Earlier in this chapter we used show.legend without explaining it:

ggplot(mpg, aes(x = displ, y = hwy)) +
  geom_smooth(aes(color = drv), show.legend = FALSE)

What does show.legend = FALSE do here? What happens if you remove it? Why do you think we used it earlier?

The argument show.legend = TRUE/FALSE decides whether the legend for colour, shape or size aesthetics should be displayed in the plot or not.

If we remove show.legend = FALSE from the code above, by default, ggplot2 will display the legend if it feels that a visual aesthetic has been mapped to a variable. By default, the position of the legend is on the right hand side of the plot.

I think we used it earlier in the chapter because we were displaying three plots in the same row, side-by-side, and wanted them to be of the same dimensions in the plot area to convey the difference between group and color aesthetics in mapping. If we had not included show.legend = FALSE , the third plot would have been squished due to presence of a legend on the right side. Here, the purpose was not to tell different colours representing drv of the cars, but to show difference between group and color aesthetics in mapping. Hence, we chose to ignore the legend.

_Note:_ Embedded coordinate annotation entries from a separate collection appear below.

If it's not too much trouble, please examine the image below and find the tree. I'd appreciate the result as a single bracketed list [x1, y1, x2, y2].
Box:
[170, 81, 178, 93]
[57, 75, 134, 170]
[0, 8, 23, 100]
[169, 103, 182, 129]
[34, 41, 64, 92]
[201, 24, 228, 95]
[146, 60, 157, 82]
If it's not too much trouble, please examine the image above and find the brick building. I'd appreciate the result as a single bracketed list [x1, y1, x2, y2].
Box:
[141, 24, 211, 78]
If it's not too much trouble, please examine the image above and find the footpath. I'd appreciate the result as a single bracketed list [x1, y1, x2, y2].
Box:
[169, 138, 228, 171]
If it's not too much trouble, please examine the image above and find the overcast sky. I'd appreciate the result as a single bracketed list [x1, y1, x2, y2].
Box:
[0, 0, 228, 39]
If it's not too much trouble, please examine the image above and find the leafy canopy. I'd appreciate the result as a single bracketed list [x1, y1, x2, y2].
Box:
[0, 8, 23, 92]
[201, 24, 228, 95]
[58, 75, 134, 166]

ggplot(mpg, aes(x = displ, y = hwy)) +
  geom_smooth(aes(color = drv), show.legend = FALSE) +
  theme_bw()

Question 3

What does the se argument to geom_smooth() do?

The se argument tells ggplot2 whether to display the confidence interval around the smooth line fitted to the data.

Question 4

Recreate the R code necessary to generate the following graphs. Note that wherever a categorical variable is used in the plot, it’s drv.

Figure shown in Question 5, Exercise 10.3.1, R for Data Science (2e)

The R-code is as shown below:--

# First Plot
mpg |>
  ggplot(aes(displ, hwy)) +
  geom_point() +
  geom_smooth(se = FALSE, color = "blue")
# Second Plot
mpg |>
  ggplot(aes(displ, hwy)) +
  geom_point() +
  geom_smooth(aes(group = drv), 
              se = FALSE, 
              color = "blue")
# Third Plot
mpg |>
  ggplot(aes(x = displ, 
             y = hwy,
             color = drv)) +
  geom_point() +
  geom_smooth(se = FALSE)
# Fourth Plot
mpg |>
  ggplot(aes(displ, hwy)) +
  geom_point(aes(color = drv)) +
  geom_smooth(se = FALSE, color = "blue")
# Fifth Plot
mpg |>
  ggplot(aes(displ, hwy)) +
  geom_point(aes(color = drv)) +
  geom_smooth(aes(linetype = drv),
              se = FALSE, 
              color = "blue")
# Sixth Plot
mpg |>
  ggplot(aes(x = displ, 
             y = hwy,
             fill = drv)) +
  geom_point(shape = 21,
             color = "white",
             stroke = 1.5)

10.4.1 Exercises

Question 1

What happens if you facet on a continuous variable?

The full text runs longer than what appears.